Defining a core navigation for the TV, desktop, tablet and mobile experience.
Peacock is a video streaming service that operates as an extension of NBCU. My role was to define the experience for core navigation components on TV, desktop, tablet and mobile. Several features shipped as a byproduct of this sprint.
Since Peacock is only supported on LG Smart TV's we wanted to focus on the navigation experience for this view. Most people who have this TV also use the LG magic remote. This remote is a common pain point for LG TV Smart TV users. The LG magic remote has additional navigation capabilities.
Aside from the traditional up, down, left and right controls it also has a pointer option. So the user would have to point at the screen then click their selection.
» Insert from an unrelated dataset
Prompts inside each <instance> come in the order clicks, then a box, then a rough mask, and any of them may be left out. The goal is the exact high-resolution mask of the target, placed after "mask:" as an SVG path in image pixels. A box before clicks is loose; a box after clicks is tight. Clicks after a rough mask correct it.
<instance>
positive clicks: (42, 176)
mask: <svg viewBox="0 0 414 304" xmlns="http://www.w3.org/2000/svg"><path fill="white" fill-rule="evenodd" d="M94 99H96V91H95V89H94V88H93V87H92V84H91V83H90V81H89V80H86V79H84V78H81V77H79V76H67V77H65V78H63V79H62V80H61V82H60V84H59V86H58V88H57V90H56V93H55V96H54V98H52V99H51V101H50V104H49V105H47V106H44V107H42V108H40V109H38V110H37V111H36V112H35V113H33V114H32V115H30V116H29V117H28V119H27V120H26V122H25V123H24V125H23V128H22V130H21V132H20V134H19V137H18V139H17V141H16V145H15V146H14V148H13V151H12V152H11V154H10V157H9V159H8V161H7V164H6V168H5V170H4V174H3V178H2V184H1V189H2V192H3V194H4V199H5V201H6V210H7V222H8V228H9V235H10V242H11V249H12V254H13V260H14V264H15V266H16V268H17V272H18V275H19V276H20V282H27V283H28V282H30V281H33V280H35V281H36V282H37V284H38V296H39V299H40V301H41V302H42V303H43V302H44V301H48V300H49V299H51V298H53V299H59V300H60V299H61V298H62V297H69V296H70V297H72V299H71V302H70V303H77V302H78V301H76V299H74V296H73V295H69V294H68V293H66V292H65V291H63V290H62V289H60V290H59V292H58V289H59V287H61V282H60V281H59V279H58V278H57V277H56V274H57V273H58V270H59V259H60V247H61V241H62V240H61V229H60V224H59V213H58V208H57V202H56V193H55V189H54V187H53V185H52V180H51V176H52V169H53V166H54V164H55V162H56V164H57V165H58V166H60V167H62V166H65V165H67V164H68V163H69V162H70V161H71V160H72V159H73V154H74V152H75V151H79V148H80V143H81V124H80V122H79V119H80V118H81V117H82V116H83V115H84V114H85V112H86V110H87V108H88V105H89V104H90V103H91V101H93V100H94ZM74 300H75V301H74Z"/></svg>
I had to assess how the pointer might affect the navigational UI components while streaming Peacock.
Blockframing is one of my favorite visual design exercises as it allows me to see the specified design in shapes and sizes without getting distracted by the details. Since the focus is on navigation I highlighted those elements in the blockframe. From here it became easier to translate the components into the UI.
I inherited a design system that consisted of components which would be translated across each device. Since this is a video streaming service I started with the components for TV and worked down. The core component states that I focused on were:
The screens below display how the arrows transition when the user hovers on the arrow. It also shows how the arrows react when the user scrolls vertically and horizontally. I explored several options that would highlight the role arrows play in navigation.
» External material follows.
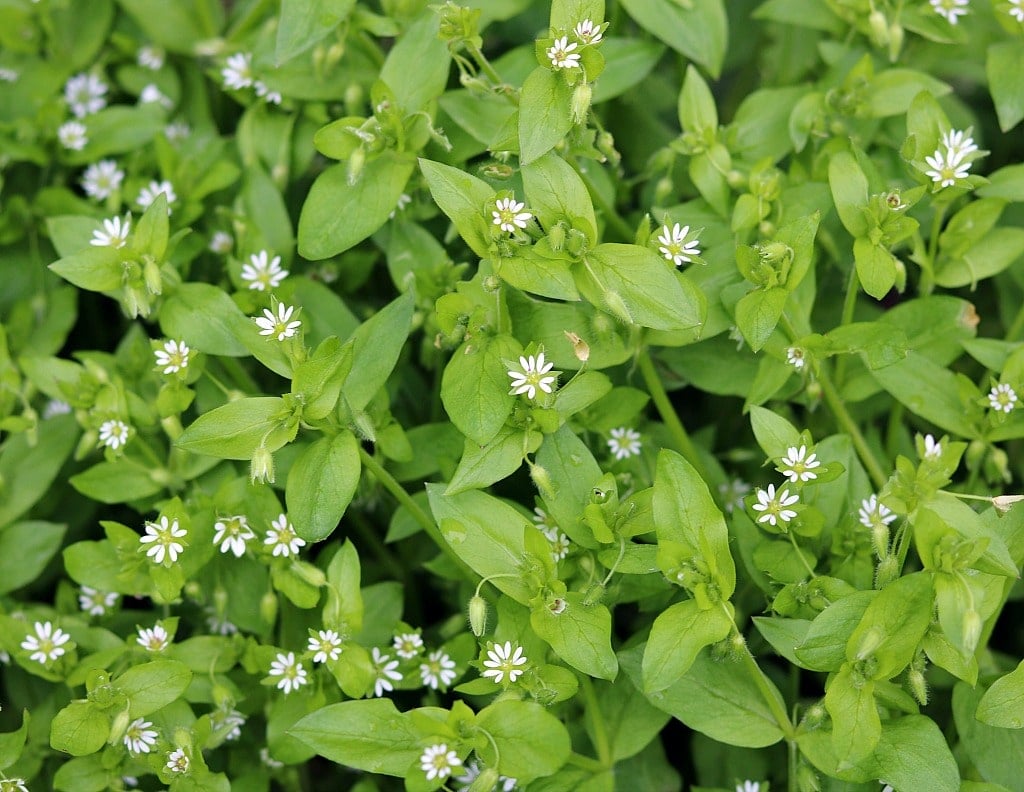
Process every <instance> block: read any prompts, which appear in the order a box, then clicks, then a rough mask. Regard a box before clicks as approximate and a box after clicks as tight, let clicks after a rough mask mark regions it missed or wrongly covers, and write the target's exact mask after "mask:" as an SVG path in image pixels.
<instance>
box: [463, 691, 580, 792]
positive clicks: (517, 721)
mask: <svg viewBox="0 0 1024 792" xmlns="http://www.w3.org/2000/svg"><path fill="white" fill-rule="evenodd" d="M475 725H476V726H477V727H479V728H481V730H484V731H485V732H486V733H487V734H489V735H490V737H492V738H493V739H494V741H495V745H497V747H498V755H497V756H496V755H495V750H494V747H493V746H492V745H490V742H489V741H487V742H486V743H483V745H484V746H486V747H485V748H482V750H481V749H477V750H478V751H479V753H480V758H482V759H483V761H484V762H485V763H486V764H487V765H488V766H495V763H496V762H497V767H498V772H499V773H501V774H503V775H505V776H508V777H510V778H515V779H516V781H517V782H519V783H528V782H530V781H532V780H534V779H537V778H542V777H544V776H550V775H552V774H554V773H556V772H558V769H559V768H560V767H561V766H562V765H563V764H565V762H566V761H567V760H568V758H569V754H570V753H571V752H572V748H571V744H570V741H569V734H568V732H567V731H566V730H565V726H564V725H562V722H561V721H560V720H559V719H558V718H556V717H555V716H554V715H552V714H551V713H550V712H548V711H547V710H546V709H545V708H544V707H542V706H541V705H540V704H537V703H536V702H531V701H516V700H512V699H506V700H504V701H499V702H495V703H494V704H492V705H490V706H488V707H484V708H483V709H482V710H480V712H479V713H478V714H477V716H476V720H475Z"/></svg>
For example the arrow does not appear at the bottom instead a preview of the next rail appears. The arrows remain aligned to each rail regardless of scroll orientation.
The focused arrow has a white glow, this is why the focused thumbnails have similar focus state.
The content from each movie sits on the rails. I wanted to highlight how the movie would look when interacted with. The below image displays what the thumbnail looks like on hover as well as how the other rails react. Hovering over a partially exposed rail does nothing while hovering over the two fully visible rails enables highlight. Only one rail is revealed at a time when scrolling vertically.
The conversation on buttons was around what each state would look like. Since there was a hover and select option it was important to define the difference between what the button states looked like in focus and on click. We had determined that hovering is a passive interaction while selecting is active. The branded button became the selected visual for the select action.
Based on common user patterns it was best to associate click with select and hover with focus.